KARŞI TARAF : I- (DAVALILAR)
1- … Büyükşehir Belediye Başkanlığı
VEKİLİ : Av. …
2- … Belediye Başkanlığı – …
VEKİLİ : Av. …
3 – … Bakanlığı – ANKARA
VEKİLİ : Hukuk Müşaviri …

II- (DAVALI YANINDA MÜDAHİLLER)
1- … Valiliği
VEKİLİ : Av. …
2- … Gayrimenkul Yatırım ve İşl. A.Ş.
VEKİLİ : Av. ..
3- … Gayrimenkul Yatırım İnş. A.Ş.
VEKİLLERİ : …, Av….

İSTEMİN ÖZETİ : Çevre ve Şehircilik Bakanlığının … tarihli işlemi ile onaylanan İzmir İli, Balçova İlçesi, … Mahallesi, … ada, … parsel sayılı taşınmaza ilişkin 1/1000 ölçekli uygulama imar planı ve 1/5000 ölçekli nazım imar planı değişikliği ile bu planların dayanağı 1/25000 ölçekli çevre düzeni planının iptali istemiyle açılan davada;, Danıştay Altıncı Dairesinin 17/09/2019 tarihli, E:2019/1859, K:2019/7481 sayılı bozma kararına uyularak; … İdare Mahkemesinin … tarih ve E:…, K:… sayılı kararının 1/1000 ölçekli uygulama imar planı ve 1/5000 ölçekli nazım imar planı değişikliklikleri yönünden dava konusu işlemin iptaline yönelik kısmının kaldırılmasına, davanın ehliyet yönünden reddine dair İzmir Bölge İdare Mahkemesi 3. İdari Dava Dairesince verilen … tarih ve E:…, K:… sayılı kararın, usul ve hukuka aykırı olduğu ileri sürülerek bozulması istenilmektedir.

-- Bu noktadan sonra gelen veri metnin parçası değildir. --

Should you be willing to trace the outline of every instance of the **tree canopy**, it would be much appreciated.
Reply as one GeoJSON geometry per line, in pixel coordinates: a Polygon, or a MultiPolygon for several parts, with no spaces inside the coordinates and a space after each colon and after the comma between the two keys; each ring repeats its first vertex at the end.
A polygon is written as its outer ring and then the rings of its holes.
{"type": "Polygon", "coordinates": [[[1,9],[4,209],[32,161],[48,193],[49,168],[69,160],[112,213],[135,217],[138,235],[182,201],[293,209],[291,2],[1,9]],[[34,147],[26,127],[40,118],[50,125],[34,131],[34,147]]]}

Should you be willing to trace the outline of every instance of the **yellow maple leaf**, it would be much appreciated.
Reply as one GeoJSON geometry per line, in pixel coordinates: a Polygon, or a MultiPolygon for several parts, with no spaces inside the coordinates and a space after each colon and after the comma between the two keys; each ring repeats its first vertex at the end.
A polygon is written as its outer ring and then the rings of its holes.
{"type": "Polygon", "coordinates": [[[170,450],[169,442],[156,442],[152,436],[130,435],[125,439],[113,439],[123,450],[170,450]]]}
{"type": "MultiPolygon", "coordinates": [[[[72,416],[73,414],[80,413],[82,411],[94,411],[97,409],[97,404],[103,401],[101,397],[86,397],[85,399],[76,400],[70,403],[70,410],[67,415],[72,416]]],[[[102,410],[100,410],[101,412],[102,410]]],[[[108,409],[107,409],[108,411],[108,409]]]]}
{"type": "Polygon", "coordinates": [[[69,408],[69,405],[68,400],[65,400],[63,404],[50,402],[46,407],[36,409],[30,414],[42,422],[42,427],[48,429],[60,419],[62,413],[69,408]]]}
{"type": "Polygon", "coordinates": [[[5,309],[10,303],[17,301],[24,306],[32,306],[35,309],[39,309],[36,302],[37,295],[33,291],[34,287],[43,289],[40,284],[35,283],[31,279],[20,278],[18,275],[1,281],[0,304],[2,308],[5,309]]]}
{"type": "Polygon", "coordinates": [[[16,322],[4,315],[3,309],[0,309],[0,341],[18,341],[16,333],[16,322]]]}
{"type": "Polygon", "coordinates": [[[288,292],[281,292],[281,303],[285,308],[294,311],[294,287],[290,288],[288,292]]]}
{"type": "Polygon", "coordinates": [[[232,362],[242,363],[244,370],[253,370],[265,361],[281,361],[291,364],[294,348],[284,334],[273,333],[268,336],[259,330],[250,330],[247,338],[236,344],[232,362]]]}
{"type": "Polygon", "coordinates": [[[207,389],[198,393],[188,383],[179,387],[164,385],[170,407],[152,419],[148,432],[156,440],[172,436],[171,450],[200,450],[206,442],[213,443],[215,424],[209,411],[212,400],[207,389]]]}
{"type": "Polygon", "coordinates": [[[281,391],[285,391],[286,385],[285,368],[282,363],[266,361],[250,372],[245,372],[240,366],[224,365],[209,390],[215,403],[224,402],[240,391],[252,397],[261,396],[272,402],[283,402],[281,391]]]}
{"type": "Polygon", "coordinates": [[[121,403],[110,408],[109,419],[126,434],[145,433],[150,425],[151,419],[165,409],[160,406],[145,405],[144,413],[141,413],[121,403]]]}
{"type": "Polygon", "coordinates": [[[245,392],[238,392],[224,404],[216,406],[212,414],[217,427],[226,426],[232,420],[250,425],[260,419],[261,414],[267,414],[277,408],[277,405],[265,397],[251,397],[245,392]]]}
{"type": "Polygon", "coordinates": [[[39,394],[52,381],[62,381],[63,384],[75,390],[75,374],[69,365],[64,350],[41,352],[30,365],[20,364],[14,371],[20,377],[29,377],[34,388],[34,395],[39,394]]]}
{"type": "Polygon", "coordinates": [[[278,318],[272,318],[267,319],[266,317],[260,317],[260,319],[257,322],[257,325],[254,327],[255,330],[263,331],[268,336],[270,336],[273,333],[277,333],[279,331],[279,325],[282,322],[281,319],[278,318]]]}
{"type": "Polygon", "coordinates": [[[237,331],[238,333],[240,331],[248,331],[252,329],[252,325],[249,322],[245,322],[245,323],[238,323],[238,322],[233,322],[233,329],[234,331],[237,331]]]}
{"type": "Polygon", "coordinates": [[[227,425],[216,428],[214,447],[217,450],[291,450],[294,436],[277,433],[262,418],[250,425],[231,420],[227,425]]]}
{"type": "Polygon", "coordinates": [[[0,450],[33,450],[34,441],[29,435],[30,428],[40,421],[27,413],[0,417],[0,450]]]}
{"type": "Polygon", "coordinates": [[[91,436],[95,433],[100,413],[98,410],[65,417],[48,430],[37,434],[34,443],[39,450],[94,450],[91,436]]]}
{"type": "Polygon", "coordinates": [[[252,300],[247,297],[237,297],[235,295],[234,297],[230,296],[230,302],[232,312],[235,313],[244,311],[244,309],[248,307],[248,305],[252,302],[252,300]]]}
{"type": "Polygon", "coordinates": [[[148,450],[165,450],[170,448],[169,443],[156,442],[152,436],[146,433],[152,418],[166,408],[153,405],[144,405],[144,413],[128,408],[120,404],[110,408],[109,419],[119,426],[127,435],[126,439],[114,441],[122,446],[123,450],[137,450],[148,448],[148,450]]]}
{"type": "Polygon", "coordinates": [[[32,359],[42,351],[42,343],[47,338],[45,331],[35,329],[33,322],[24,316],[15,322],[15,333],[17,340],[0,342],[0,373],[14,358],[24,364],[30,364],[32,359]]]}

KARŞI TARAFIN SAVUNMALARI :
… Büyükşehir Belediye Başkanlığı, … Belediye Başkanlığı…Bakanlığı, … Valiliği ve … Gayrimenkul Yatırım İnş. A.Ş. tarafından, temyiz edilen kararda bozma nedenlerinden hiçbirisi bulunmadığından, usul ve kanuna uygun olan kararın onanması gerektiği savunulmaktadır.
… Gayrimenkul Yatırım ve İşl. A.Ş. tarafından, savunma verilmemiştir.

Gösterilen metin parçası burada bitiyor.